How are Palestinian farmers to make a living, and how are Gazans to feed themselves with a blockade and farmers not allowed to farm?

The beautiful Mediterranean Sea hugs the entire eastern shore of the Gaza Strip. The area is presently receiving international attention since June 30th, when the FreeGaza boat, the Spirit of Humanity, was captured at gunpoint and towed to Isreal by the Isreali navy, while attempting to deliver humanitarian aid to Gaza. Many of the 21 hijacked activists on board are still being detained. This naval blockade is part of the Israeli effort to seal off the coastal Gaza Strip, and is devastating one of Gaza’s key industries, fishing.

The Oslo Accord gave Palestinians the right to fish within 20 nautical miles of their shores, which Israel never observed. At first Israel limited the fishing area to 10 nautical miles, then 6 and now 3. Fishermen who go farther out risk being arrested, shot, killed, or having their boats destroyed or confiscated. However, even those fishing within the 3 mile limit have the same risks.

We could see Israeli speed boats patrolling back and forth on the sea, and we heard their gunfire in the distance. Before the massacre, the Israeli boats would shoot around the fishermen to intimidate them, or Israeli ships would sail round and round a fishing boat and then leave it not looking back to see if it was capsized. Water cannons, as well as guns, are used to damage fishing boats and threaten and /or hurt fishermen.

Since the massacre, Israeli naval vessels fire directly at the fishermen, and several have been hit. They routinely confiscate Palestinian fishermen and their boats. When the fishing boats are returned they are damaged and stripped, and because of the blockade there are no parts to repair them.

Fishermen have seen their catch drop by two-thirds since 2007. And to make matters worse, because no fuel is allowed through the blockade, fishermen are forced to pay excessive black market prices for fuel that comes through the tunnels from Egypt.
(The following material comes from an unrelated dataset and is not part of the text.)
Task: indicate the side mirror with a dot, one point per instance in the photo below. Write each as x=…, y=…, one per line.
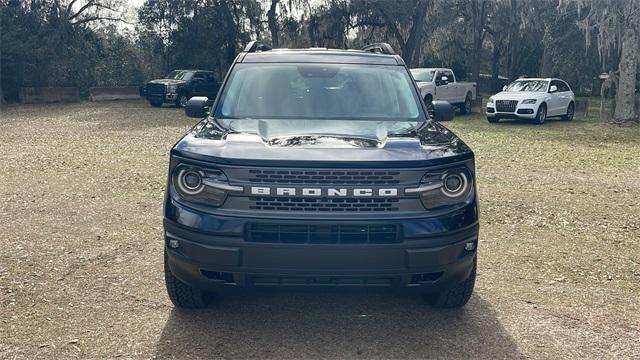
x=442, y=111
x=197, y=106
Cut off from the heavily populated shoals of fish beyond the 3 nautical mile limit, paying more for fuel to go to sea, and facing attack every time they go out to fish, it is not hard to see that the once thriving fishing industry in Gaza is being destroyed. An industry that once employed 45,000 Gazans, not only cannot sustain the fishing industry workers, it can no longer provide the needed fish for a people with a critically deficient diet due to the blockade as well as the IDF bulldozing of the citrus and olive groves, the shooting at the farmers, and the burning of wheat ready for harvest.

This unbearable treatment of the already suffering Palestinian people is greeted with a resilience beyond my imagination. We met some of the fishermen at the sea the morning we left Gaza. The face of the fisherman who addressed us was actually joyful, as were the faces of the people we met in the farming community.

I asked Jenny (International Solidarity Movement) why she thought the fishermen were joyful in such dire circumstances. Jenny told us, “Palestinians have a great sense of humor.” She described being on a Palestinian fishing boat as Israeli boats were speeding toward them. The unarmed Palestinian fishermen started heckling the Israelis singing out comments like,”Come and get us.” One of the fishermen started dancing, and soon all the men on his boat joined him; then those on a nearby boat started dancing too, and then those on another boat . . . as they waited to be attacked by the Israeli vessels!

One of the fishermen told Jenny that he’d rather risk his life fishing to feed his family than stay home and not be able to feed them.

While the resilience of the Palestinian people is inspiring, not allowing Gazans to farm or fish to feed themselves or make a living is one more Crime Against Humanity that Israel needs to be held accountable for.